研究内容

森教授 2018 文化功労者に選出

ある秋の日、文科省の方から電話があり「文化功労者に内定しましたが、お受けになりますか?」と尋ねられましたので、「光栄です。ありがとうございます」と返答しました。2010年の紫綬褒章、2016年の恩賜賞・学士院賞に続く国からのご褒美ですが、60歳でいただいてよいのかなというのが、正直なところです。今年度の受賞者20人の中で最年少、学術の分野では恐らく山中先生の48歳に次ぐ若さだと思います。ただし、閣議了承が必要な案件ですので、正式決定になるまで内密にしてください、とのことでした。

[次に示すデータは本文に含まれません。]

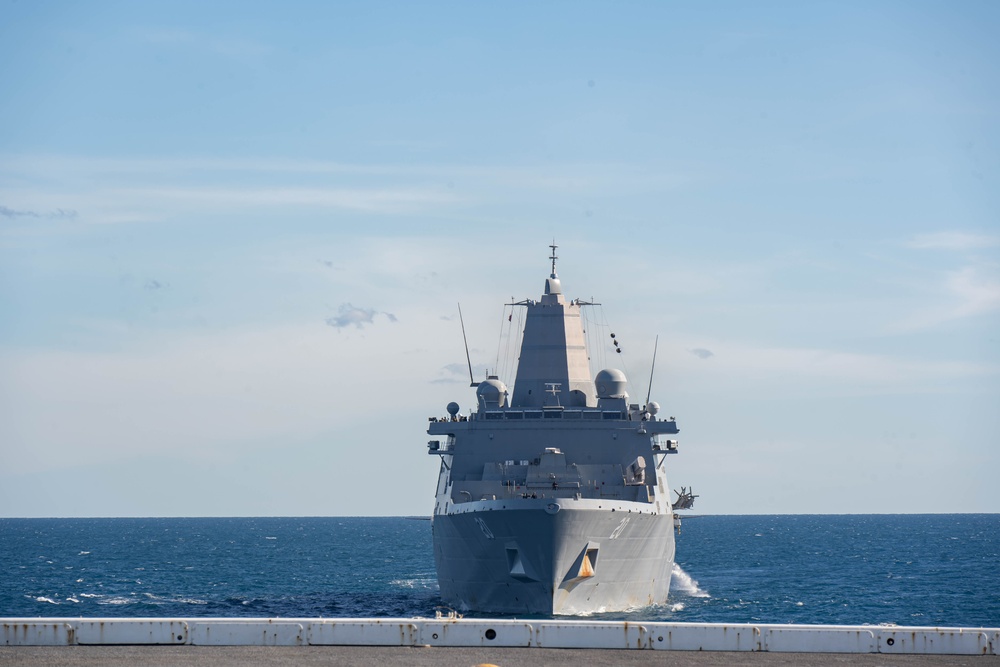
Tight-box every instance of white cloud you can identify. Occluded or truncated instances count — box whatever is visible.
[668,340,1000,396]
[906,232,1000,250]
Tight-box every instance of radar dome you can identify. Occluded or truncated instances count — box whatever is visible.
[476,377,507,408]
[594,368,628,398]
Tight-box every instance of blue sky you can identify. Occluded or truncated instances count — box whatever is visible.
[0,1,1000,516]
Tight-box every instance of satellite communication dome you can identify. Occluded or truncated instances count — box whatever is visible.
[476,377,507,408]
[594,368,628,398]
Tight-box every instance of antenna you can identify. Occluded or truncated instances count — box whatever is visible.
[646,334,660,405]
[458,303,479,387]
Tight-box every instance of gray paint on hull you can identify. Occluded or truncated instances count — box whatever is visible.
[433,508,674,614]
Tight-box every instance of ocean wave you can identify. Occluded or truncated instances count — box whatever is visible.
[389,577,438,590]
[670,563,712,598]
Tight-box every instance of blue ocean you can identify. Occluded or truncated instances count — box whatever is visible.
[0,514,1000,627]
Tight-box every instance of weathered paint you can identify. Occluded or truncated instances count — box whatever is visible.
[187,619,306,646]
[0,619,76,646]
[73,618,189,645]
[0,618,1000,655]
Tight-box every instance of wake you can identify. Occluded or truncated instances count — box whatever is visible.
[670,563,712,598]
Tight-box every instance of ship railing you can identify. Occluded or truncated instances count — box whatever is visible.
[472,408,628,421]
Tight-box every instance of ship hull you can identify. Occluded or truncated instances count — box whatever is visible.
[433,501,674,615]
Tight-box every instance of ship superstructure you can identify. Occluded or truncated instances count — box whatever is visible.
[427,245,678,614]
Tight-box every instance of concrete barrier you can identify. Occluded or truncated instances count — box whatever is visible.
[0,618,1000,655]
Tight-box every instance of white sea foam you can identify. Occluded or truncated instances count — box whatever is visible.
[389,578,437,588]
[97,596,135,604]
[670,563,712,598]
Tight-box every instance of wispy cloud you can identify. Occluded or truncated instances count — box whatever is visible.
[906,232,1000,250]
[0,206,77,218]
[946,266,1000,318]
[326,303,398,329]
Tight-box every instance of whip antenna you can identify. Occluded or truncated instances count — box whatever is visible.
[458,303,479,387]
[648,334,660,405]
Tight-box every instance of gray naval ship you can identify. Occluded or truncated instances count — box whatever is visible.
[427,245,690,615]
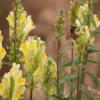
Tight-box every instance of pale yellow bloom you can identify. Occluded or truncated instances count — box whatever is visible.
[0,63,25,100]
[0,31,3,42]
[7,7,35,41]
[20,37,47,73]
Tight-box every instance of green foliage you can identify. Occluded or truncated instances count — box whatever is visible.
[55,11,64,40]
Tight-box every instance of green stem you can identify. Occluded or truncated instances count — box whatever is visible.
[13,0,18,62]
[77,65,81,100]
[30,76,33,100]
[57,40,61,100]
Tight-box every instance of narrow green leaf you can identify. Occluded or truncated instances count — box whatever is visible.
[61,75,77,83]
[93,31,100,35]
[63,59,79,67]
[85,72,97,82]
[63,96,76,100]
[87,46,100,53]
[87,60,100,64]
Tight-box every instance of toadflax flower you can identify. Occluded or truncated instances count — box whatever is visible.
[20,37,47,73]
[71,3,100,48]
[0,31,6,68]
[0,63,25,100]
[7,3,35,41]
[33,57,57,96]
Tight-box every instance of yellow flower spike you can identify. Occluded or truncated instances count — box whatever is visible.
[0,47,6,60]
[0,84,4,95]
[23,16,35,33]
[7,5,35,42]
[17,77,25,86]
[0,63,25,100]
[7,11,14,27]
[0,31,3,42]
[20,37,47,74]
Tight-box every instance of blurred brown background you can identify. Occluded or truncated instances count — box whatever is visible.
[0,0,100,100]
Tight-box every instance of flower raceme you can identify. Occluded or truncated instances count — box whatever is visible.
[0,63,25,100]
[0,31,6,68]
[20,37,47,73]
[33,57,57,96]
[71,3,100,47]
[7,3,35,41]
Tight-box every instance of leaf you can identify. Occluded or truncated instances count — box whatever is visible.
[85,72,97,82]
[82,88,98,100]
[63,59,79,67]
[87,46,100,53]
[61,75,77,83]
[93,31,100,35]
[63,96,76,100]
[87,60,100,64]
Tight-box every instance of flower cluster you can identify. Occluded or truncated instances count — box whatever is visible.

しばらくして、正式決定となり、10月31日(水)の午前中に記者会見を行いました。冒頭に「私が携わってきた小胞体ストレス応答という学問分野が文化として認められたことをとてもうれしく思います。」と述べ、「30年前に米国に飛び出したことによって小胞体ストレス応答という未知なる山の麓にたどり着くことができました。それからは、ひたすらこの山を登り続けて来ました。」と続けました。Mary-Jane Gething、Joe Sambrook、由良隆先生の導きと、途中からこの山登りに加わってくれた共同研究者達のおかげで、良い登り方をしているとお褒めいただき、さらに頂上を目指すようにと背中を押していただいたのだと思います。研究室のスタッフや学生達と一緒に今後も登り続けます。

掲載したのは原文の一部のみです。